ディフェンス・ローテーション

 ディフェンスでは、マンツーマンやゾーンに関係なくボールに最も早くマッチアップすることのできるプレイヤーが対応しなければならない。あまり意識されていないかもしれないが、このためにゾーンディフェンスにおいてもポジションチェンジが起こる。
 また、ポイント・ゾーン・ディフェンスの場合、マッチアップの原則のために、スタンダードなゾーンディフェンスに比べポジションのローテーションは頻繁に起きる。多くの場合には、2人でのローテーションになり、たまに3人のときがある。4人以上はほとんど生じない。

1、ポイントからのドライブインの場合

 ポイントポジションからのドライブインに対して、隣のディフェンスがシャット・ザ・ゲートの動きを行った場合、そこから出されるパスに反応してすぐに対応できないことがある。このときは、マッチアップの原則に従い、最もボールマンに早く対応できる人が出る。
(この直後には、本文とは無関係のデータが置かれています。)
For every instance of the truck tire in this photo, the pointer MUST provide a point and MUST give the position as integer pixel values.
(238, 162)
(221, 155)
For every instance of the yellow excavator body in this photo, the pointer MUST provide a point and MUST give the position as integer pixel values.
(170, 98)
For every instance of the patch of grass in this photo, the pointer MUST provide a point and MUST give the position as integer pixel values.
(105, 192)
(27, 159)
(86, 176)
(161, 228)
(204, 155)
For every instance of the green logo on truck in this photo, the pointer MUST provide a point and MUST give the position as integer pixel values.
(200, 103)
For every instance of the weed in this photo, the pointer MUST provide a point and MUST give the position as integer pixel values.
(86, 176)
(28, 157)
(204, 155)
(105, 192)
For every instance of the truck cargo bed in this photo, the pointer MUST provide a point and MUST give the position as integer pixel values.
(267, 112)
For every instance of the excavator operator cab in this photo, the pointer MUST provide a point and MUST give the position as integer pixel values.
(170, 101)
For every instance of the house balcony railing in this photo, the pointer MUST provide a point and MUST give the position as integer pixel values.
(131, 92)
 この図の場合、シャット・ザ・ゲートに出たときにパスを出され、ドリブラーにマッチアップしているディフェンスがそのまま動く。ヘルプディフェンスに動いたプレイヤーが戻ろうとすると、切り返しの動きが必要とされるのに対して、ドリブラーのディフェンスはそのままのスピードで対応できるのでより速くボール対応することが出来る。(2人のローテーション

 この図の場合、コーナーに展開したプレイヤーへ3線目のプレイヤーがマッチアップして、ローポストへはドライブに付いていたディフェンスがそのままマッチアップする。(3人のローテーション

 

2、ウイングからのドライブインの場合

 この図の場合、シャット・ザ・ゲートに出たときにパスを出され、ドリブラーにマッチアップしているディフェンスがそのまま動く。ヘルプディフェンスに動いたプレイヤーが戻ろうとすると、切り返しの動きが必要とされるのに対して、ドリブラーのディフェンスはそのままのスピードで対応できるのでより速くボール対応することが出来る。(2人のローテーション

 

3、ポストからパスアウトの場合

 ポストポジションにパスが入れられた場合には、ボールラインの原則にしたがって小さいゾーンとなり、そこから出される逆サイドへのパスにはリング下からすぐに反応出来ないかもしれない。このような場合には、最も早く対応のできるプレイヤーがマッチアップすべきであるので、必然的にポジションのずれが生じ、修正するためにはポジションのローテーションがおきる。

4、ハイポストへのフラッシュカットの場合

 ポイントポジションにボールがある状態で、ローポストからハイポストへフラッシュカットをした場合に、ディフェンスはついて行って、1-3-1に近い形になる。このような場合ウイングポジションがゴールカットして逆サイドへ移動すれば、そのままロ-ポストまでマークして、そこで1-3-1の下の1にマークを引き継ぐ。このようにして、ポジションのローテーションが行われる。また、1-3-1に近い形でローポストがサイドチェンジして、ポストのポジションを変えれば1-2-2の下の2のローテーションが起きる。